An introduction and guide to my series of posts “Corpora and the Second Amendment” is available here. The corpus data that is discussed can be downloaded here. That link will take you to a shared folder in Dropbox. Important: Use the "Download" button at the top right of the screen.
New URL for COFEA and COEME: https://lawcorpus.byu.edu.
This is the first of what will be three posts on bear arms; it will be devoted to critiquing the Supreme Court’s discussion of bear arms in District of Columbia v. Heller. My examination of the corpus data on bear arms will appear in my next two posts. In the meantime, if you're interested, you can read discussions of the data by Dennis Baron (“Corpus Evidence Illuminates the Meaning of Bear Arms,” in the Hastings Constitutional Law Quarterly) and by Josh Blackman & James C. Phillips (“Corpus Linguistics and the Second Amendment,” in the Harvard Law Review Blog), both of which reach conclusions consistent with mine. (The piece by Blackman & Phillips is especially noteworthy, given that they are both gun-rights advocates.)

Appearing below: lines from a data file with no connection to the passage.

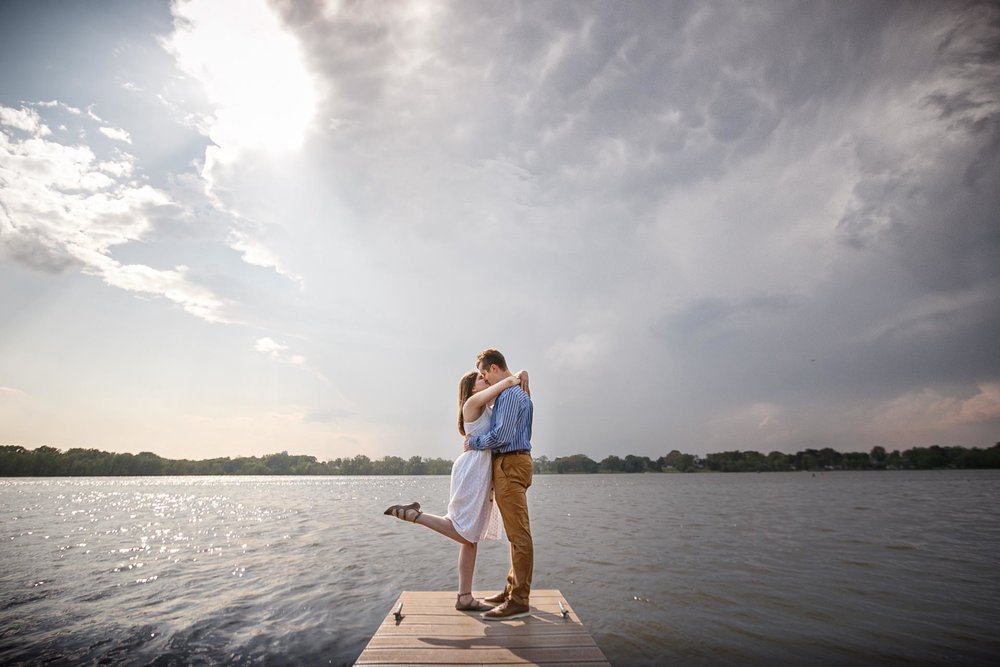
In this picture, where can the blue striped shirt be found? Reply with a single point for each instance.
(510, 425)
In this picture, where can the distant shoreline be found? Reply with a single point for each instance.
(44, 461)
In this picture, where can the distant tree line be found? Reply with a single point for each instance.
(16, 461)
(917, 458)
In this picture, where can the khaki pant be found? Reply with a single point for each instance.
(511, 479)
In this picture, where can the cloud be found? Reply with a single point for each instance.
(62, 207)
(26, 120)
(261, 94)
(262, 100)
(116, 134)
(278, 351)
(927, 415)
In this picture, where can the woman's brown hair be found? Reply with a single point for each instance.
(465, 386)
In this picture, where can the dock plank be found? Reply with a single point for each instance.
(432, 632)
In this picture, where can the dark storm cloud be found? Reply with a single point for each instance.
(654, 152)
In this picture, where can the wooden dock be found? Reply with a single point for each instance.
(432, 632)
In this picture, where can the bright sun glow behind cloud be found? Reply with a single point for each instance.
(252, 72)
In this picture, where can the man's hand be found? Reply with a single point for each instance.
(522, 376)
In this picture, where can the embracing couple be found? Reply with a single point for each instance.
(489, 484)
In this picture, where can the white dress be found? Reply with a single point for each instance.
(471, 507)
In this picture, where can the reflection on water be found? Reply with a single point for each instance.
(839, 568)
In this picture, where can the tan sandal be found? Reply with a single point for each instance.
(475, 605)
(399, 511)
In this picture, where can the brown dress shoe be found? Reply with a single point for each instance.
(472, 605)
(508, 611)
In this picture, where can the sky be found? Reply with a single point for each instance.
(239, 227)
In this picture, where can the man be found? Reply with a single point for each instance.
(510, 439)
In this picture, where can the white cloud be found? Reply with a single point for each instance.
(62, 206)
(26, 120)
(252, 71)
(116, 134)
(274, 349)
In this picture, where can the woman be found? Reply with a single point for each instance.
(472, 515)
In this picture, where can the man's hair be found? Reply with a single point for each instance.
(489, 357)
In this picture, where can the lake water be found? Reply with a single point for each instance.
(714, 569)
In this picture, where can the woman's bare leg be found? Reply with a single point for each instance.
(466, 566)
(441, 525)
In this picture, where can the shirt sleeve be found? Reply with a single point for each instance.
(502, 426)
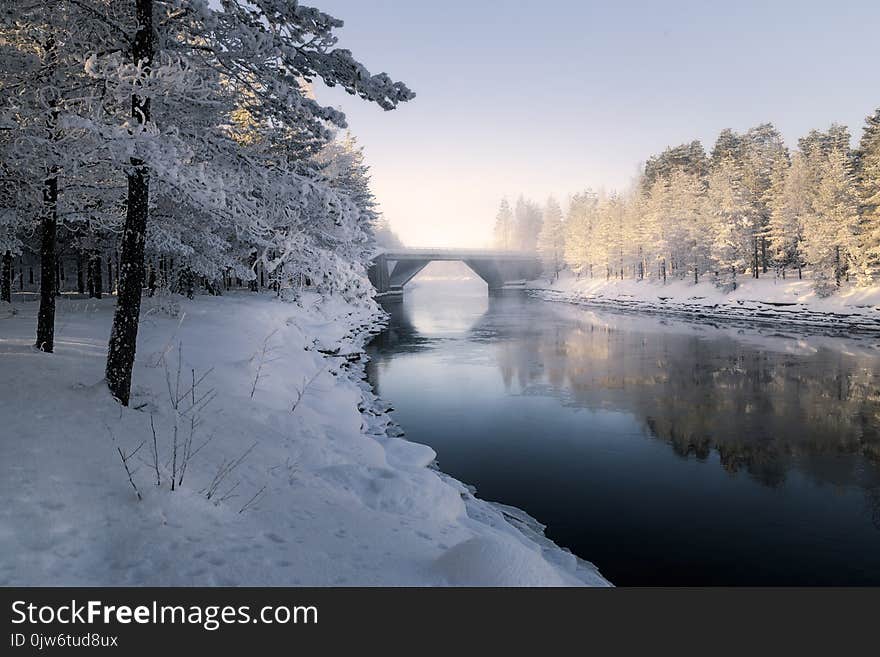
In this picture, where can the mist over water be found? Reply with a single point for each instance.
(665, 452)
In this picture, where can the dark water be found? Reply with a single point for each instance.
(668, 453)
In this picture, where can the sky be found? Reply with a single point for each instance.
(553, 97)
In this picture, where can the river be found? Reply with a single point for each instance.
(666, 452)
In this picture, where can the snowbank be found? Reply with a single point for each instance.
(312, 488)
(769, 301)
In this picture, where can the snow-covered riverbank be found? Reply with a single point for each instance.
(292, 480)
(767, 301)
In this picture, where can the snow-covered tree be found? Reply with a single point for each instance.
(730, 220)
(791, 202)
(551, 241)
(831, 231)
(503, 231)
(527, 225)
(868, 180)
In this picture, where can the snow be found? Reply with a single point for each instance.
(327, 495)
(769, 300)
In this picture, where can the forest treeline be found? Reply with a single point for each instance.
(748, 207)
(177, 144)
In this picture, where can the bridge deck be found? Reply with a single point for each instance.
(452, 254)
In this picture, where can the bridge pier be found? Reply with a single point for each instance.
(501, 270)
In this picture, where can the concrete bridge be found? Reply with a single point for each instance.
(394, 268)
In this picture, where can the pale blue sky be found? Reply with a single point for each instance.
(552, 97)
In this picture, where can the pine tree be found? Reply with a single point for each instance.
(791, 202)
(504, 227)
(831, 230)
(868, 180)
(551, 241)
(730, 221)
(526, 225)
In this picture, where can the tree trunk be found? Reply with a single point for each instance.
(80, 281)
(48, 228)
(123, 335)
(837, 265)
(755, 268)
(98, 274)
(6, 282)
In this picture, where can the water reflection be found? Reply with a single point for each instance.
(516, 394)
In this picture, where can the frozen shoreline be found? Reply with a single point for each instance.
(766, 302)
(339, 501)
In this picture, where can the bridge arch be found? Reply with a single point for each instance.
(391, 270)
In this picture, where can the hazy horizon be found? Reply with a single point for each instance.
(514, 99)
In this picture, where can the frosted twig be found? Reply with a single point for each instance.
(257, 496)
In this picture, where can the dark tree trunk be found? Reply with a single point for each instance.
(837, 266)
(97, 275)
(755, 267)
(90, 275)
(48, 229)
(80, 281)
(123, 335)
(6, 276)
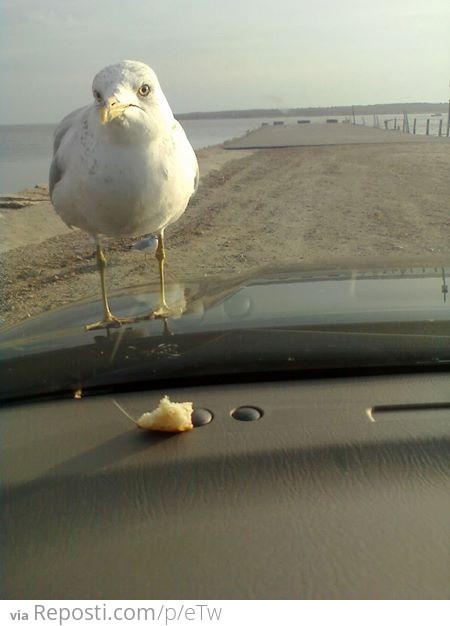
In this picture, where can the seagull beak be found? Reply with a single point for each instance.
(111, 110)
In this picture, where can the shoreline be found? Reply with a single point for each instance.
(312, 206)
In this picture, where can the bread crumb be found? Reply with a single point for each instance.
(170, 417)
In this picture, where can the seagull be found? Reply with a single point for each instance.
(123, 166)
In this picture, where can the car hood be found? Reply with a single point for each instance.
(270, 321)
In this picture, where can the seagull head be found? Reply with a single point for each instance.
(128, 95)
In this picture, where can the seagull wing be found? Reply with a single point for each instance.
(57, 167)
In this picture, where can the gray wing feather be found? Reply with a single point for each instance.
(56, 168)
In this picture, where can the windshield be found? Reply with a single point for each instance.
(235, 174)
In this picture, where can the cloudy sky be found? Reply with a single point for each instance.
(233, 54)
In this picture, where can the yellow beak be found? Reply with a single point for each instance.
(111, 110)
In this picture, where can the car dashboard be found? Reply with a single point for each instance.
(334, 487)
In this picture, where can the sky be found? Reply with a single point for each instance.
(216, 55)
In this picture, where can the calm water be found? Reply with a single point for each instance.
(26, 151)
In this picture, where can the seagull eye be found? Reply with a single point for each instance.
(144, 90)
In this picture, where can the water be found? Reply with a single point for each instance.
(26, 150)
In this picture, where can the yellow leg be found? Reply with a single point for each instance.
(163, 309)
(109, 320)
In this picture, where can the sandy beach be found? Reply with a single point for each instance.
(313, 205)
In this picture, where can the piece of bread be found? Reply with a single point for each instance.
(170, 417)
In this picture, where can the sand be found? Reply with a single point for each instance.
(321, 205)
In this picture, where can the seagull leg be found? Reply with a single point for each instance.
(163, 310)
(109, 320)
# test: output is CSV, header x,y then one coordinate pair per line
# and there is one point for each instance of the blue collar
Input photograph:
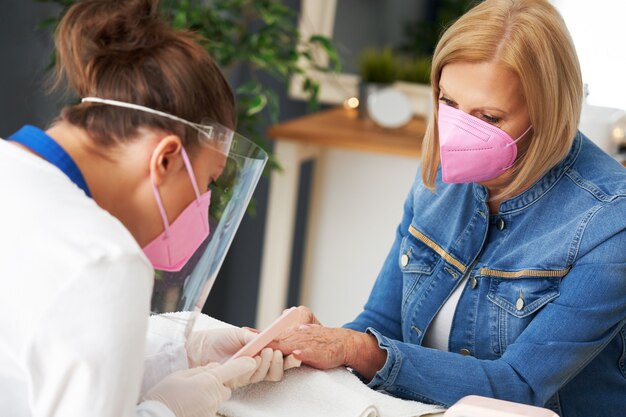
x,y
546,182
39,142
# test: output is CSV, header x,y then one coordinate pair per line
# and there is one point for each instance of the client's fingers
x,y
275,372
291,362
261,371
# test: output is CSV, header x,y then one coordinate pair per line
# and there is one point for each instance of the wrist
x,y
363,354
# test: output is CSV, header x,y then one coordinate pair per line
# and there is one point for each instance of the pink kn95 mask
x,y
471,149
171,250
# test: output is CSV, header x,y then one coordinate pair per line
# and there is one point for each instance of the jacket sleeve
x,y
560,341
383,308
86,354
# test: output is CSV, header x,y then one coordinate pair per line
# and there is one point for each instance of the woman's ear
x,y
165,159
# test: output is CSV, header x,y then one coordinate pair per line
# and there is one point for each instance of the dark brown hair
x,y
123,50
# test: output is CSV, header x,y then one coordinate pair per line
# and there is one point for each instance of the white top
x,y
75,294
437,335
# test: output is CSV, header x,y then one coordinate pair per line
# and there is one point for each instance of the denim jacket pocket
x,y
417,262
516,298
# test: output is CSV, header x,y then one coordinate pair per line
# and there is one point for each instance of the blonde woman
x,y
507,276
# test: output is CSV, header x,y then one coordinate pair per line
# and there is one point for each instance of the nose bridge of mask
x,y
471,125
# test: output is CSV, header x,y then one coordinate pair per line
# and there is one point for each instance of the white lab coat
x,y
74,300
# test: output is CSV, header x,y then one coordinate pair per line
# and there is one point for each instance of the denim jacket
x,y
542,317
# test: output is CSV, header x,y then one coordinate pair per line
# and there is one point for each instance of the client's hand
x,y
325,347
217,345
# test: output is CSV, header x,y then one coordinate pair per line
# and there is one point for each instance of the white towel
x,y
307,392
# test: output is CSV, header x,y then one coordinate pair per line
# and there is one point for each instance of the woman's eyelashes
x,y
447,101
494,120
491,119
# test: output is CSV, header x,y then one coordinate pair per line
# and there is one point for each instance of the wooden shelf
x,y
342,128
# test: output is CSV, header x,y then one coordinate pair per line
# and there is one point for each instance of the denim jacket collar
x,y
541,187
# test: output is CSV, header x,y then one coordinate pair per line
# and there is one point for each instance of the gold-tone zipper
x,y
445,255
560,273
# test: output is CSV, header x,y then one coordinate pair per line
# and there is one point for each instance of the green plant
x,y
414,70
377,66
258,37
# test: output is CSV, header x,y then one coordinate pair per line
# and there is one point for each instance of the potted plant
x,y
257,37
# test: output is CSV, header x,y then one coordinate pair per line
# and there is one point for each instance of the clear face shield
x,y
186,290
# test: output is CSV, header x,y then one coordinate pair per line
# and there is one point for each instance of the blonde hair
x,y
530,38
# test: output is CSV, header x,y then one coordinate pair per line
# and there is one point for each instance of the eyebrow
x,y
490,108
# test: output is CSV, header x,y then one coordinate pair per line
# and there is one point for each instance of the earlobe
x,y
164,157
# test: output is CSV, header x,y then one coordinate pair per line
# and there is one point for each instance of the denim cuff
x,y
386,376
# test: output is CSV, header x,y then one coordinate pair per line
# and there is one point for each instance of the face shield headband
x,y
188,288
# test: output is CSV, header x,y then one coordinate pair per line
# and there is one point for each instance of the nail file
x,y
287,320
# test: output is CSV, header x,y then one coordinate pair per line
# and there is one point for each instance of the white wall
x,y
356,205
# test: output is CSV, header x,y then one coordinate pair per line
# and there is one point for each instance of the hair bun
x,y
93,30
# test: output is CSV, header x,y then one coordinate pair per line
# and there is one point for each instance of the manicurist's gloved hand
x,y
217,345
198,392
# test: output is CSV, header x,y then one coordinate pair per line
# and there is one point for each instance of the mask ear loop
x,y
515,142
157,196
519,138
166,223
191,174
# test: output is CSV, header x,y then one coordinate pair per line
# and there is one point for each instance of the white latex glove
x,y
198,392
217,345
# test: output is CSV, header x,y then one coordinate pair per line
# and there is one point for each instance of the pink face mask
x,y
171,250
471,149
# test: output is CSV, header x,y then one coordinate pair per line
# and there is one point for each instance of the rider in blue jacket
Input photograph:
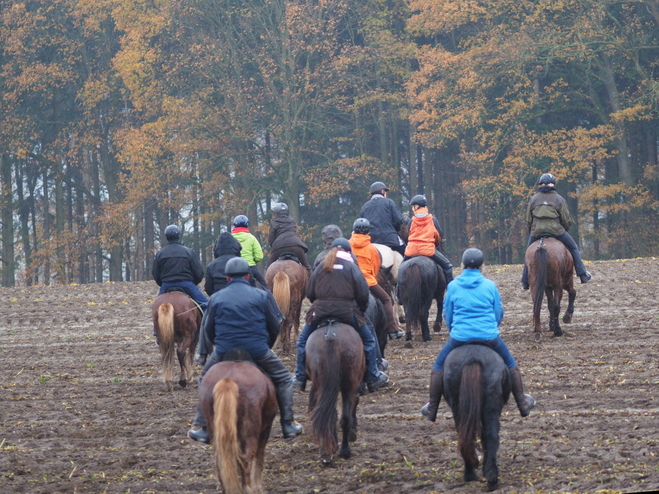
x,y
473,312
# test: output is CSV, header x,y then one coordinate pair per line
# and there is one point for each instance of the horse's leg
x,y
490,443
572,294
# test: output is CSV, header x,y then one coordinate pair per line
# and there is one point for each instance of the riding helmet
x,y
172,232
241,220
342,243
472,258
361,225
378,187
546,179
419,200
280,208
236,266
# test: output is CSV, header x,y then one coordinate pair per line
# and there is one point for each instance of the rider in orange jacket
x,y
425,236
368,259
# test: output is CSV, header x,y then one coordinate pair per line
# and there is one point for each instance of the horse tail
x,y
225,435
470,403
328,377
166,337
540,281
281,290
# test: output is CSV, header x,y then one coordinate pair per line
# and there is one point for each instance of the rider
x,y
283,236
425,235
329,234
251,248
246,318
175,265
473,312
368,259
337,289
548,215
384,217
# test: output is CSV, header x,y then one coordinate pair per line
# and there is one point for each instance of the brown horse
x,y
288,281
335,363
176,321
550,267
239,403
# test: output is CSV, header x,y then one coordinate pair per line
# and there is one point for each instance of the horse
x,y
288,280
387,277
550,266
239,404
176,321
476,387
335,363
420,281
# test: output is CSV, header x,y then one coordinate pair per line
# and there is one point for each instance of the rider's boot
x,y
429,410
525,402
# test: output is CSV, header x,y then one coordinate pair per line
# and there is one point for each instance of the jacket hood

My focus in this post will be on the Supreme Court’s conclusion that at the time the Second Amendment was proposed and ratified, bear arms unambiguously meant ‘carry weapons, for purposes of being prepared for a confrontation,’ without regard to whether the carrying was in connection with military service. What I conclude is that even without taking account of how bear arms was actually used, the court’s arguments don’t hold up. Assuming for the sake of argument that bear arms could reasonably have been understood to mean what the court said it meant, the court didn’t show that it unambiguously meant that.
That’s not to say that I think bear arms was ambiguous. As I’ll discuss in the next two posts, the corpus evidence points toward the conclusion that bear arms unambiguously conveyed the military meaning that the Supreme Court rejected: “to serve as a soldier, do military service, fight” or “to wage war.” But even if the evidence were equivocal, the absence of evidence unambiguously supporting the court’s interpretation would still be important.
That’s because the court’s analysis in Heller depends crucially on its conclusion that bear arms was unambiguous. It was that conclusion that enabled the court to interpret the Second Amendment’s operative clause (“the right of the people to keep and bear Arms, shall not be infringed”) without taking into consideration its prefatory clause (“A well regulated Militia, being necessary to the security of a free State”). In the court’s view, if the operative clause was unambiguous, the prefatory clause “does not limit or expand [its] scope.” So if court was wrong in thinking that the operative clause was unambiguous, it was wrong in refusing to consider whether the prefatory clause affected its meaning. And if the prefatory clause plays a role in interpreting the operative clause, the argument against the court’s interpretation is strengthened.